Настенька немного помолчала, думая о Никитине, затем сказала:

— Он часто забегает к нам, и на вид всегда веселый… Помню, как-то зашел он после полета и рассказывает: «Я, Настенька, часа полтора назад два немецких самолета сжег!» «Как же это вы?» — спрашиваю… «Такое, — говорит, — настроение пришло!» Да как взглянет и пилотку набекрень! Схватил меня в охапку, поднял, три круга вальса по воздуху пронес и посадил на стол к врачу: «Вот вам третий самолет!» Так и убежал… Врач взглянул строго: думаю, меня сейчас под арест… Нет, ничего, обошлось… Я так понимаю, Герои тоже нервы имеют…

Наташа рассмеялась:

— Нервы тут ни при чем! Тут другое что-то, а? — Наташа внимательно посмотрела на Настеньку. — Не влюбился ли капитан Никитин в тебя? Да и ты все время только о нем говоришь…

Откинув одеяло, Наташа села, опустила ноги на коврик, потянулась за чулками.

— Счастливы те, — задумчиво продолжала Наташа, — кто влюблен. И ты счастливая!

— Чем же это я счастливая?

— Всем! Ты влюблена! Капитан Никитин тоже, очевидно, влюблен в тебя! Какая это радость для вас… Правда?

Настенька не ожидала такого вопроса. Она настороженно повернула голову, но, овладев собой, ответила спокойно:

— Что вы такое говорите, Наталья Герасимовна! Я и не думала об этом.

— Так ли?

— Может быть, вы его любите? Тогда скажите прямо. Мне с вами не бороться.

— Что ты! Он мой командир и товарищ…

Настенька в волнении перебила Наташу:

— В командиров тоже частенько влюбляются. И в товарищей.
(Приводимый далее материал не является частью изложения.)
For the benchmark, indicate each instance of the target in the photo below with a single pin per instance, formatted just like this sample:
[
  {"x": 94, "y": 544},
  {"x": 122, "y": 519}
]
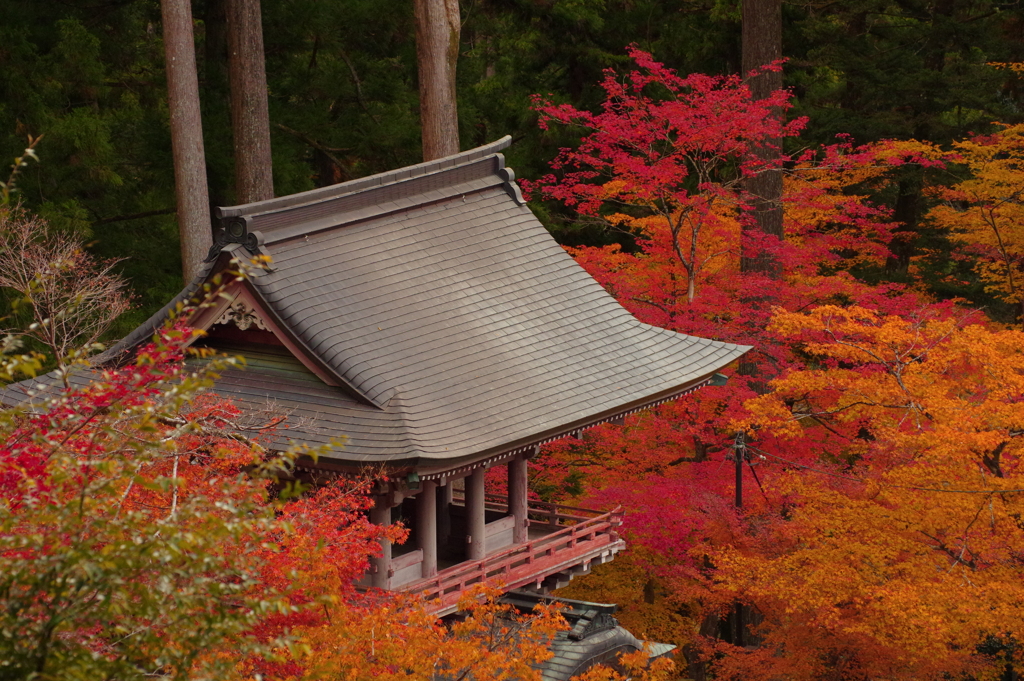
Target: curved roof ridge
[{"x": 363, "y": 183}]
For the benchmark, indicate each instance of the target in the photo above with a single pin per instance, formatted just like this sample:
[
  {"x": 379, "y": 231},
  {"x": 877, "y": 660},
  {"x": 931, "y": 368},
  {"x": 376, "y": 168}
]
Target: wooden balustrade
[{"x": 534, "y": 560}]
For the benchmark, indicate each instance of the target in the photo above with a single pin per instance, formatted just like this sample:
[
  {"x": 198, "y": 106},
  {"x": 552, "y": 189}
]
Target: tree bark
[
  {"x": 762, "y": 44},
  {"x": 437, "y": 35},
  {"x": 186, "y": 136},
  {"x": 250, "y": 113}
]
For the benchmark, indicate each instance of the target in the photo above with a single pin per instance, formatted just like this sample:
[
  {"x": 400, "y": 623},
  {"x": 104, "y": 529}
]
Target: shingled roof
[{"x": 434, "y": 323}]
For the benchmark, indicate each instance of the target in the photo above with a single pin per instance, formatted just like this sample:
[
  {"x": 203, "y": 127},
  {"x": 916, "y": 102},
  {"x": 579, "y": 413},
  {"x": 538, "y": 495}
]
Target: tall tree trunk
[
  {"x": 437, "y": 35},
  {"x": 186, "y": 136},
  {"x": 762, "y": 44},
  {"x": 250, "y": 115}
]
— Нет, я в него не влюблена. Я думаю совсем о другом человеке. Только не время любовь крутить. Не до того… А ты люби. Скажи правду: ведь влюблена?

У Настеньки задрожали губы.

— Не знаю, — еле слышно проговорила она и достала из кармана халата цветную коробочку. Дрожащими пальцами вынула оттуда две таблетки и положила их на клочок чистой бумаги возле графина с водой.

— Одну примите, как оденетесь, другую после завтрака или на аэродроме перед стартом.

— Опять какая-нибудь гадость, — поморщилась Наташа.

— Приказано принимать — и все! Никитин — тот никогда насчет лекарств не спорит. А вы… — Настенька встала и глубоко вздохнула: — Пойду проверю еще раз вашего командира. Не уснул бы?

— А ты мне так и не сказала… Легче будет, если поделишься. Я тебе зла не хочу и болтать не стану… Мне интересно, верно я угадала?

Медсестра молча вышла, но сейчас же просунула голову в дверь, сверкнула глазками и смущенно проговорила:

— Не знаю, может быть…

Проговорила и скрылась.

Наташа подумала о Сазонове. «Да, только он, и больше никто… Но время ли сейчас?» Отмахнувшись от тревожной мысли, стала одеваться.

А в это время Настенька подошла к комнате Никитина. Сердце ее учащенно билось. И страшно, и радостно становилось от этого. «Неужели влюблена? Неужели Наталья Герасимовна права?» — думала она, и от этой мысли захватывало дыхание и словно бы недоставало воздуха.